ABSTRACT

Georg Simmel's essay 'On the Concept and Tragedy of Culture' displays many of the issues that preoccupy his major works, especially his Philosophy of Money. For him, the products that modern societies produce, and the lives that people lead, are tied to specialization and differentiation, the result of which is social fragmentation. None the less, this fragmentation not only produces the experience of alienation, it also provides the condition for an experience of distance and detachment which can be interpreted as the possibility for further cultural creativity. The two issues of cultural alienation and creativity with which Simmel is preoccupied also concern German intellectuals from Hegel, Schiller and Marx, to Nietzsche, Max Weber and Lukács.

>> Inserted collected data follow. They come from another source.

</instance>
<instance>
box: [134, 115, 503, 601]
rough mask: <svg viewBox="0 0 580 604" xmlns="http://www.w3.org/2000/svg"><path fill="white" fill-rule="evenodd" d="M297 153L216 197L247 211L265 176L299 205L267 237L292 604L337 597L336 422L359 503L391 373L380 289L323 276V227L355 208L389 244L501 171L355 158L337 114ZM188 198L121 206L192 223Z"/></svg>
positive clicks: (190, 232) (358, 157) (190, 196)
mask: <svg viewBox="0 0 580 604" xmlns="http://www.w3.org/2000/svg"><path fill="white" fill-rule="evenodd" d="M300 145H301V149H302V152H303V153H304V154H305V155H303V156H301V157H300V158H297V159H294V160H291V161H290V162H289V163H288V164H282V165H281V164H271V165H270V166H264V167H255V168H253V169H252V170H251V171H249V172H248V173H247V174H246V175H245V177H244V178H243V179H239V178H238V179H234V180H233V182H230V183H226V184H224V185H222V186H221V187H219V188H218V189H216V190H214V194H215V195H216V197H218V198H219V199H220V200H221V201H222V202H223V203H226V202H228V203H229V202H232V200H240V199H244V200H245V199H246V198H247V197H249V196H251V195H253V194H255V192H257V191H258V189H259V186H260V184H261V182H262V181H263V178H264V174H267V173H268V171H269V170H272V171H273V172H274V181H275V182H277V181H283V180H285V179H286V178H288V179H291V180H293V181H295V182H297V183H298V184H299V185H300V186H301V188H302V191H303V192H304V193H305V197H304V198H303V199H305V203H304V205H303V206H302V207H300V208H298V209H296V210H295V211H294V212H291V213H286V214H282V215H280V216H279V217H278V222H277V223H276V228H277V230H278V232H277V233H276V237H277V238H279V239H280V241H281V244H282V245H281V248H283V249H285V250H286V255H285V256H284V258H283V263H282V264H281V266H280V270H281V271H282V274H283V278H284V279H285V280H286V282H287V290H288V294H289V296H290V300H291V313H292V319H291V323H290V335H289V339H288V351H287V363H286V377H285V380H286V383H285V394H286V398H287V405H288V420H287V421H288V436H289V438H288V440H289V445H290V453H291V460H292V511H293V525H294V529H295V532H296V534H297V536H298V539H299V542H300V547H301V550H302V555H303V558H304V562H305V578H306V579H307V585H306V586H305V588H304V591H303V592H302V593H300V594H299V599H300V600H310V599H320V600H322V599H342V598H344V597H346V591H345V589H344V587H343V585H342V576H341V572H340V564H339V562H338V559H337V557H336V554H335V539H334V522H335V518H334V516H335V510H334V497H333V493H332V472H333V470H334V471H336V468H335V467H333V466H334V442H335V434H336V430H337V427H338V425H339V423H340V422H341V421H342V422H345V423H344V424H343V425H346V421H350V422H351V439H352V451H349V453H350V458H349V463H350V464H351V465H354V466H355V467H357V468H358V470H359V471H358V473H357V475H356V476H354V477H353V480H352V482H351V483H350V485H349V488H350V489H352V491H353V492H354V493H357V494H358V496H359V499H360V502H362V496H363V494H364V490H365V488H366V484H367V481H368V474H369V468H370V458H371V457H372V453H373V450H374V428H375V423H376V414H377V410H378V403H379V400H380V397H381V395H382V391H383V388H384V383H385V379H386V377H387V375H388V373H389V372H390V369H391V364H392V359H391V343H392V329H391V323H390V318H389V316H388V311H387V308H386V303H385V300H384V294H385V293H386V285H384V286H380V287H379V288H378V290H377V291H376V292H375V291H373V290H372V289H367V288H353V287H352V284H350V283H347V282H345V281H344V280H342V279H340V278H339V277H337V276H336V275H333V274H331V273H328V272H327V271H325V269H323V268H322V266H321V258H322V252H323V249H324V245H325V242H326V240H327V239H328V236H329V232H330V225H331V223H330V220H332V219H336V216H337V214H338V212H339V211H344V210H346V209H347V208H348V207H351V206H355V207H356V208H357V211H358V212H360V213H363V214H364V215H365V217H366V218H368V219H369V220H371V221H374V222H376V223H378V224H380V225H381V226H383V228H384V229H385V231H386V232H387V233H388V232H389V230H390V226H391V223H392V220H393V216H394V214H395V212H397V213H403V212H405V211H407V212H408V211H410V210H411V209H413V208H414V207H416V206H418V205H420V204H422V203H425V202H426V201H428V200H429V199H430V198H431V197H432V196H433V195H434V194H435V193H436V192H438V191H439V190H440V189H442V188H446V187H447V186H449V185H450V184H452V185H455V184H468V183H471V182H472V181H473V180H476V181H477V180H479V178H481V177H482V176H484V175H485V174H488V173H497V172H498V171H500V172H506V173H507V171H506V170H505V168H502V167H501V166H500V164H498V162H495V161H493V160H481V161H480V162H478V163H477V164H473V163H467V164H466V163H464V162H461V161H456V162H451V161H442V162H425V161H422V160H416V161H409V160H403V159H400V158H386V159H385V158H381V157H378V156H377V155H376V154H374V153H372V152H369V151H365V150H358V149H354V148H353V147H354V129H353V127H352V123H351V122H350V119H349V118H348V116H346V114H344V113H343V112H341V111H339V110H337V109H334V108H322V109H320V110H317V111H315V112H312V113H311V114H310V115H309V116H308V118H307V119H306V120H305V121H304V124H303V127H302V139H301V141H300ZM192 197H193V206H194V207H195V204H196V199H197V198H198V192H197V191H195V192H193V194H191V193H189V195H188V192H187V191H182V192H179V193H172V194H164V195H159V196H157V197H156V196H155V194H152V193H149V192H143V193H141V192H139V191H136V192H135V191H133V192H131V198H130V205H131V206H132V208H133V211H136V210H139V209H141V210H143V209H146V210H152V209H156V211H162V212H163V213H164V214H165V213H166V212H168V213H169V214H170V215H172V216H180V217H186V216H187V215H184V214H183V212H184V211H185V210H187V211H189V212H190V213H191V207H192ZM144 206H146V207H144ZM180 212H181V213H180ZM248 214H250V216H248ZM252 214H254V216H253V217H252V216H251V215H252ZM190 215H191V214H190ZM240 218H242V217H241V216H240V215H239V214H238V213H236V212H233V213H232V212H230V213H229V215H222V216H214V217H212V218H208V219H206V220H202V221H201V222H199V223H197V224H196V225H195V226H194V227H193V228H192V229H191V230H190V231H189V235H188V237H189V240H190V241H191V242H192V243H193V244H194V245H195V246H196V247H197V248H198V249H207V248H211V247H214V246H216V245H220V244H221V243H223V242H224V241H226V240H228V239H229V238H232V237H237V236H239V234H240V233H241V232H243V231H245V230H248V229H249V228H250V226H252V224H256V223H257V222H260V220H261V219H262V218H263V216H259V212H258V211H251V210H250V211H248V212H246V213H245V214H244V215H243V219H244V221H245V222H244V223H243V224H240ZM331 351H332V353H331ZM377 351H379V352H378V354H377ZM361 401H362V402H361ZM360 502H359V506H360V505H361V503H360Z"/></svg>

Simmel's analysis of the concept and tragedy of culture begins from the German 'anthropological' understanding of the term. Culture, in Simmel's view, is the meeting-point and synthesis of subjective and objective aspects: the creative subject on the one hand, and the way in which the products of this creativity are externalized and become independent as cultural artefacts on the other. The tragedy all culture confronts - and, for Simmel, modern culture built on the experience of alienation is a specific instance of a more general problem - is a tendency for culture to be reduced to one of its sides only. According to Simmel, a culture which emphasizes the creative, inner world of the artist dislocates him or her from a broader setting and understanding; and cultural products which become anonymous indicate the reduction of cultural creations only to the end-products of specialized techniques and production lines.